1: AutoCoder (Code-Generator): Section 1
2: TalkFellow (Chat Bot): Section 2
3: ShoppingQueen (Shopping Predictor): Section 3
Python 3, AI, jupyter, GitLens
Scripts read in source code files of a certain type, generates a Keras model of it, so that it can generate new code itself.
Model generation based on 1000 code files(in sum 5 MB) and 22 epochs takes about 12 hour (without GPU!). The generated keras model file is ~40 MB big.
Train larger model
Save train options with pretty format (indent)
Compile Tensorflow with AVX & AVX2 support.
Use Jupyter Notebooks for data exploration
cd talkFellow
# create py virtual environment
python -m venv ../../venvs/talkFellow
# on linux: source ../../venvs/talkFellow/bin/activate
# ..\..\venvs\talkFellow\Scripts\activate.bat -> Parameterformat falsch - 850
python -m pip install --upgrade pip
pip install --upgrade setuptools
chcp 65001 //=vscode terminal set encoding to utf-8 # better: "terminal.integrated.shellArgs.windows": ["/K", "chcp 65001"],
pip install -r requirements.txt
# inc ase of errors, get newest version & adjust requirements.txt , eg:
pip install matplotlib
pip install numpy
pip install pandas
pip install --ignore-installed --upgrade tensorflow
pip install --ignore-installed --upgrade tensorflow-gpu
Activate python environment called 'talkFellow':
cd talkFellow
optional - use a virtual environment
#creates new python env in \spycy\devenv\conda\envs\talkFellow\
conda create -n talkFellow
#list envs
conda info -e
activate talkFellow
conda info -e
conda install tensorflow
execute tensorflowchecker.py & check if tensorflow installation ok
# install seq2seq
conda install -c anaconda msgpack-python //installs it into \spycy\devenv\conda\pkgs\ (if not in venv!)
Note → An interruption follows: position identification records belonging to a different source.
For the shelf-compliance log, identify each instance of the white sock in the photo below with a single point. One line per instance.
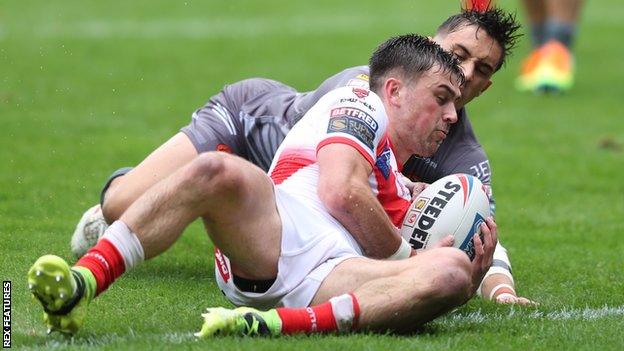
(126, 242)
(344, 309)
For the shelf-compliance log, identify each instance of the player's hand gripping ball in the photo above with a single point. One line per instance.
(456, 204)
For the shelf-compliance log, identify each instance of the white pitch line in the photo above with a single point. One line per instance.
(585, 314)
(201, 28)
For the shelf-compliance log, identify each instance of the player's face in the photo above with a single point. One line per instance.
(428, 111)
(479, 55)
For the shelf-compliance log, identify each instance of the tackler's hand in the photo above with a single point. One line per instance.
(484, 243)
git clone https://github.com/google/seq2seq.git
cd seq2seq
pip install -e .
fix 2 imports of \spycy\libs\seq2seq\seq2seq\contrib\seq2seq\helper.py :
from tensorflow.python.ops.distributions import bernoulli
from tensorflow.python.ops.distributions import categorical
conda install nltk
Execution (here an example chat with the bot in German, data source: www.gutenberg.org/)
Execution (here an example chat with the bot in German, data source: Verbmobil ( http://www.bas.uni-muenchen.de/forschung/Verbmobil/Verbmobil.html ))
Train with real cool german conversations, from ftp://ftp.bas.uni-muenchen.de/pub/BAS/VM/
automatize train_config.yml generation & seq2seq call
Look for larger german conversation data sources on nltk.download_shell()
Predicts future expenses based on past data.
Third party library: Prophet of Facebook ( https://github.com/facebook/prophet/ )
Input: Amazon shopping history 2009 - 2018
Result graphs of prediction:
Use a Youtube playlist as datasource for prediction!
I tensorflow/core/platform/cpu_feature_guard.cc:141] Your CPU supports instructions that this TensorFlow binary was not compiled to use: AVX AVX2
Build tensorflow explicitely for your machine or install one with the CPU support from
pip install --ignore-installed --upgrade \spycy\libs\tensorflow-1.4.0-cp36-cp36m-win_amd64.whl
(from https://github.com/fo40225/tensorflow-windows-wheel/blob/master/1.4.0/py36/CPU/avx2/tensorflow-1.4.0-cp36-cp36m-win_amd64.whl)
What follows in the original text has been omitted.